Despite the good intentions, however, there has been little evidence that those advocating for electronic records have achieved any of their goals. Back in 2005, the RAND corporation predicted that EHR would save at least $81 billion a year. But in January it admitted that estimate was overly optimistic in the face of an $800-billion increase in health care costs over the past eight years. The impact on quality of care has been more difficult to study, with different studies coming to different conclusions.
“Most of the work has been cross-sectional, looking at hospitals over a short time period, comparing hospitals that have adopted standards to those that haven’t,” says Johnson. “There are all kinds of problems with that. Hospitals that tend to adopt it often had better quality to begin with and there are a million and one reasons why a hospital might be better—types of patients, location, other kinds of technological processes unrelated to EHR. We wanted to get rid of all of those confounding factors.”

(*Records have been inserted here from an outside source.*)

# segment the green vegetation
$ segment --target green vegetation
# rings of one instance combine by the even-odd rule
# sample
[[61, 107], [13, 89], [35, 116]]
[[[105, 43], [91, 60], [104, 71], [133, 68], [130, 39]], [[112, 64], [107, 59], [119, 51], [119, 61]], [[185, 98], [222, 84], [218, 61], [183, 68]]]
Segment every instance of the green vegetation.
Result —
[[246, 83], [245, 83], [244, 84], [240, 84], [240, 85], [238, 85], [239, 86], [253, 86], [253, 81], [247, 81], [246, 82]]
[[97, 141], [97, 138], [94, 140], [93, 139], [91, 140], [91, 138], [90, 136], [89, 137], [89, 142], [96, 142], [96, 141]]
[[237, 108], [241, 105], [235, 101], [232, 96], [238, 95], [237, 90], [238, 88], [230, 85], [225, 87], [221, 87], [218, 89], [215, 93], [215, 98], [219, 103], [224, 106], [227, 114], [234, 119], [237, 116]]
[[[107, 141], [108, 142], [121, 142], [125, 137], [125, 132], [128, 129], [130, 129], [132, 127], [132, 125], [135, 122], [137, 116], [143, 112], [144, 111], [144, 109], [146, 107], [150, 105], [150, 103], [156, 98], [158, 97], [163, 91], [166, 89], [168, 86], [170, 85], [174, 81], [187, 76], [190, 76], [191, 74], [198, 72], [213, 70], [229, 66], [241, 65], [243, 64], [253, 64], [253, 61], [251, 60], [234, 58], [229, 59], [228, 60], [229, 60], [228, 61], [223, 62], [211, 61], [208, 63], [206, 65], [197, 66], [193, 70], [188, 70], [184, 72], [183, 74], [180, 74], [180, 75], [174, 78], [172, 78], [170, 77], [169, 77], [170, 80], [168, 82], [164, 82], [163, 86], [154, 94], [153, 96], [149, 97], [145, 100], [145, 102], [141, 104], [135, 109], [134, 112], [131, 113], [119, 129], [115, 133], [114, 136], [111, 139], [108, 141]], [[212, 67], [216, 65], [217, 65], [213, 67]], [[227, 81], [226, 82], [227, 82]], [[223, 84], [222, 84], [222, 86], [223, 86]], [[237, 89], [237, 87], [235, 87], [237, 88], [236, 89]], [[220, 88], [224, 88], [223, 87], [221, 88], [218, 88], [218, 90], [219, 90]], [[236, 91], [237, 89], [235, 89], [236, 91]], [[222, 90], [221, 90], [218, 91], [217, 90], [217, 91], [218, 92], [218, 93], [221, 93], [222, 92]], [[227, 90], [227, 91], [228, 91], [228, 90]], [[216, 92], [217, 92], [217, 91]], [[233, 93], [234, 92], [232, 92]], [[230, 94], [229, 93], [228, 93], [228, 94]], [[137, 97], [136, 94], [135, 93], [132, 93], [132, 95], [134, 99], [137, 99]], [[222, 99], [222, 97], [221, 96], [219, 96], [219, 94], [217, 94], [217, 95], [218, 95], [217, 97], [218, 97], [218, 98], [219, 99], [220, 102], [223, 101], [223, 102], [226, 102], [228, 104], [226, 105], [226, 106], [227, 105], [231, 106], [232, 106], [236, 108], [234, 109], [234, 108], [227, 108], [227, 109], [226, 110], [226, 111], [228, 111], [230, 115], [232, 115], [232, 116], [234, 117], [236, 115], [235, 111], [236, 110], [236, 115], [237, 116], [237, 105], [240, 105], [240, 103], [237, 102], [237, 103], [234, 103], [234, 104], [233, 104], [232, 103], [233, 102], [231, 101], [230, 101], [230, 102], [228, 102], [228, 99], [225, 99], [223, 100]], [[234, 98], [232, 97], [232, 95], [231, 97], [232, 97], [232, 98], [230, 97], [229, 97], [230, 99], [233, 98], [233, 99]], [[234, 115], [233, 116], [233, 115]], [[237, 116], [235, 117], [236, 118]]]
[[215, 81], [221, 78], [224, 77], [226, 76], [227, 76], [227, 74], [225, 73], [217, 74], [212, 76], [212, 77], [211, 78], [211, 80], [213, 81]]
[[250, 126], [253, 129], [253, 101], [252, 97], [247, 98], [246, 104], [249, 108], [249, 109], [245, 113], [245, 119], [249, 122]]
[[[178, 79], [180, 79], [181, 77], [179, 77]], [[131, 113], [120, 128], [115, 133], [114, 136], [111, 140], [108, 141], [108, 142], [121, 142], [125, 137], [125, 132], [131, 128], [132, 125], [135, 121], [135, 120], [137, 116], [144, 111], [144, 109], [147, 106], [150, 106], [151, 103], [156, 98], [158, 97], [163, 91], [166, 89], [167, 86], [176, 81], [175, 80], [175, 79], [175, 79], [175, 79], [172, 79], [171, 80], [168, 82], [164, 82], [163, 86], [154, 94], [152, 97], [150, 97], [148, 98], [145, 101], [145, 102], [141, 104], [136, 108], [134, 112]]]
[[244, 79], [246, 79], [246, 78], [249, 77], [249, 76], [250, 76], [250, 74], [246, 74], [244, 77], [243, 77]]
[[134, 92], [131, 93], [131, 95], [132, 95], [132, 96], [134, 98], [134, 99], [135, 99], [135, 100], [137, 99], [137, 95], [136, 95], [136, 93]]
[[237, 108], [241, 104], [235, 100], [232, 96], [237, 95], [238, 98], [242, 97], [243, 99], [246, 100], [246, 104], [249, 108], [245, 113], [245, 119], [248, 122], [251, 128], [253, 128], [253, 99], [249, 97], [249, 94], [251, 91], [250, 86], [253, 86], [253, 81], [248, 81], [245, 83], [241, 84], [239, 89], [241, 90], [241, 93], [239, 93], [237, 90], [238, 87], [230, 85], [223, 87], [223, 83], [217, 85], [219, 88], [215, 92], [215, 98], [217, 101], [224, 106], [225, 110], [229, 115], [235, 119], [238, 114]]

To do that, Johnson, along with research fellow Ajit Appari and Dartmouth sociologist Denise Anthony, set out to track changes in quality over time in the same hospitals as they adopted more advanced EHR processes. While digitizing medical information might seem like a good idea to the average person, improving outcomes by helping to better coordinate care, the issue is more complicated in a fast-paced medical environment. “Being an IT zealot myself, like many Americans I would say, 'Of course this is going to make things better,'” says Johnson. “You end up with a much more thorough record that follows the patient from doctor to doctor, and you can layer all kinds of intelligence on it to reduce medical errors.”
But some doctors have opposed EHR, believing it interferes with the way they practice medicine. They argue that inputting data cuts into time they might spend with their patients, or may cause them to miss medically important issues by being too focused on the computer screen.
To determine whether EHR improves medicine, Johnson and his colleagues married two databases. The first is produced by an organization that tracks the adoption of IT by hospitals around the country, rating them on a five-point scale based on technological sophistication. The other database, produced by the Department of Health and Human Services, tracks quality of care in four major qualities: heart attack, heart failure, pneumonia, and surgical care. In each category, institutions are ranked according to how well they provide the right treatment for each of these conditions.
By crunching the data together over the last five years, the researchers were able to measure whether or not these quality measures improved as hospitals adopted more and more sophisticated technologies. When they did, they found that, in fact, EHR had led to improvements over time—at least up to a point. Hospitals that had improved their technology up to government recommended standards saw small improvements, with the hospitals with the worst quality showing the biggest improvements. “When you start translating for any specific measure, you are talking about 10 to 15 people per thousand who got the recommended treatment,” says Johnson. “Is that a huge improvement? No. But if you are one of those 10 or 15 people, you are pretty happy about it.” It is also a significant finding in that some previous studies found no improvement, or quality actually getting worse with EHR implementation.
Johnson’s study does come with a caveat, however. While hospitals did improve up to the point, those hospitals that implemented the most advanced systems actually saw small declines in quality. There are some possible reasons for that. There are few of these advanced hospitals to begin with, and the technology improvements are more recent, so there may be a steeper learning curve involved. “But certainly that’s a cautionary tale,” says Johnson. “More and more doesn’t always mean better.”